Diacetile nella birra: burro, butterscotch e fermentazione
Definizione
Il diacetile (2,3-butanedione) è un composto organico prodotto dai lieviti come sottoprodotto della fermentazione. In piccole quantità è inevitabile durante la fermentazione attiva; in birra finita è considerato uno dei difetti più comuni e riconoscibili quando supera la soglia di percezione.
Come si percepisce
Il diacetile ha una soglia di percezione molto bassa (0,05–0,1 mg/l) e si riconosce immediatamente per i suoi descrittori:
- Burro fresco o chiarificato
- Butterscotch (caramella al burro)
- Toffee burroso
- A volte popcorn al burro
Anche a concentrazioni minime rende la birra pesante e stucchevole, coprendo gli altri aromi.
Origine e cause
Il diacetile viene prodotto dai lieviti come intermedio metabolico e normalmente riassorbito e ridotto ad acetoino (inodore) nelle fasi finali della fermentazione. Il problema si manifesta quando questo riassorbimento è incompleto:
- Fermentazione interrotta prematuramente
- Lievito rimosso o trasferito troppo presto
- Temperature di fermentazione troppo basse
- Lievito in cattiva salute o sottopitchato
- Contaminazione batterica da Pediococcus o Lactobacillus
Il diacetyl rest
Il rimedio principale è il diacetyl rest: verso la fine della fermentazione si alza leggermente la temperatura (18–20°C per le ale, 12–15°C per le lager) per mantenere il lievito attivo e favorire il riassorbimento completo del diacetile.

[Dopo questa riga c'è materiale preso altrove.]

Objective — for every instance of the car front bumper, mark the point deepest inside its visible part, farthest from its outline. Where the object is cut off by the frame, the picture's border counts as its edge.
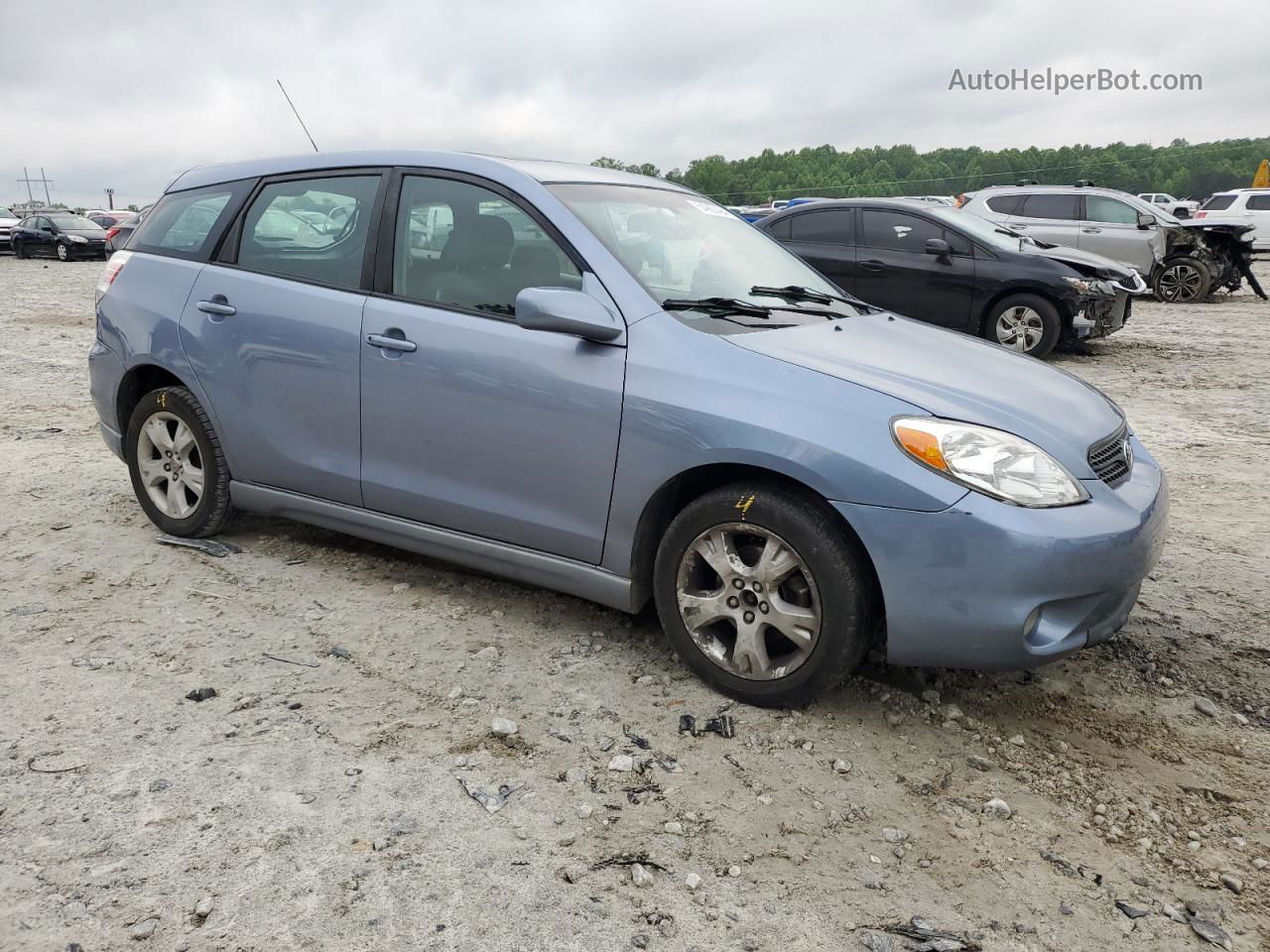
(985, 584)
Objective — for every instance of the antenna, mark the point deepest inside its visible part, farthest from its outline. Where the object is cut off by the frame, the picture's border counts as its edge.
(298, 114)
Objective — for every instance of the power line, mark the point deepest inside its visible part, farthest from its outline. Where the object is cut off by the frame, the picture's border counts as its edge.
(1192, 150)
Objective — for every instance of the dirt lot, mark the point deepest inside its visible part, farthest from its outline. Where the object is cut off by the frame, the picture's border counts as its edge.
(318, 802)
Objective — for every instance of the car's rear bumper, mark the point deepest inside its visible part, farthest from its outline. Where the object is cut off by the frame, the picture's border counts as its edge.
(985, 584)
(104, 375)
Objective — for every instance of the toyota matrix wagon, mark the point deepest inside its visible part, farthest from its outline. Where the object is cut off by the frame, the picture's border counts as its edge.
(611, 386)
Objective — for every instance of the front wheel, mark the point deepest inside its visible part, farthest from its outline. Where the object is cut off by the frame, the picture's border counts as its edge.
(1183, 281)
(762, 594)
(1024, 322)
(178, 470)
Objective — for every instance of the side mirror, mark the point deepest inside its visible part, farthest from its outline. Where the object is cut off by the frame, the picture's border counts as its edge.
(567, 311)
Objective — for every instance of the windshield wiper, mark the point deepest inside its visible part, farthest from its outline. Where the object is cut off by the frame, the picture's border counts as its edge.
(717, 306)
(795, 293)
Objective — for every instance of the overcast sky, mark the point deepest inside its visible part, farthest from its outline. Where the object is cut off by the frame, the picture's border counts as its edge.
(126, 94)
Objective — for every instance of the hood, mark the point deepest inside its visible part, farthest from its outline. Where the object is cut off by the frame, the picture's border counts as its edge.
(1228, 223)
(955, 376)
(1080, 259)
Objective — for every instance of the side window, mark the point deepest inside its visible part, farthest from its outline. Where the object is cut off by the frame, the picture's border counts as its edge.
(1109, 209)
(310, 229)
(462, 245)
(830, 227)
(1049, 206)
(959, 244)
(187, 223)
(897, 231)
(1005, 204)
(1218, 203)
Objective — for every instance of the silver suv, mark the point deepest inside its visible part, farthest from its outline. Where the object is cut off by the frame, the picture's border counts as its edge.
(1183, 261)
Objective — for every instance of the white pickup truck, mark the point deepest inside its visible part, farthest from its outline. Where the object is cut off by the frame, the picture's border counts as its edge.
(1178, 207)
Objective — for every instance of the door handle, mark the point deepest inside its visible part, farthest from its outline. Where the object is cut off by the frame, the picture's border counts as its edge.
(390, 343)
(217, 306)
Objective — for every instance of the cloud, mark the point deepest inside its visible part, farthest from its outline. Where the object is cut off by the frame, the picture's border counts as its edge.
(131, 93)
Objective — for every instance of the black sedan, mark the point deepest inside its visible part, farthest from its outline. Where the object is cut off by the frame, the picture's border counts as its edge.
(59, 235)
(952, 268)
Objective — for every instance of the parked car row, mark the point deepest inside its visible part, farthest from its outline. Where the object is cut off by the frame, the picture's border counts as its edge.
(955, 270)
(611, 386)
(59, 235)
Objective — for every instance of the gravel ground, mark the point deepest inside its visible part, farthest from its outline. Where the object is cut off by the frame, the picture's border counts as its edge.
(320, 803)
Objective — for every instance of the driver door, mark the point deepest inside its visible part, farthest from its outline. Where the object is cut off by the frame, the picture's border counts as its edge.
(468, 420)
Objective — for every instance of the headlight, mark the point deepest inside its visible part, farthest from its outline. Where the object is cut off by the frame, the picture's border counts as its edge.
(988, 461)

Per le lager, dove la bassa temperatura di fermentazione rallenta questo processo, il diacetyl rest è una pratica standard.
Diacetile negli stili
Bassi livelli di diacetile sono accettabili — e talvolta desiderati — in alcune Scottish Ale e Scotch Ale, dove contribuisce a una morbidezza burrosa caratteristica dello stile. Nella maggior parte degli altri stili è considerato un difetto a qualsiasi concentrazione percepibile.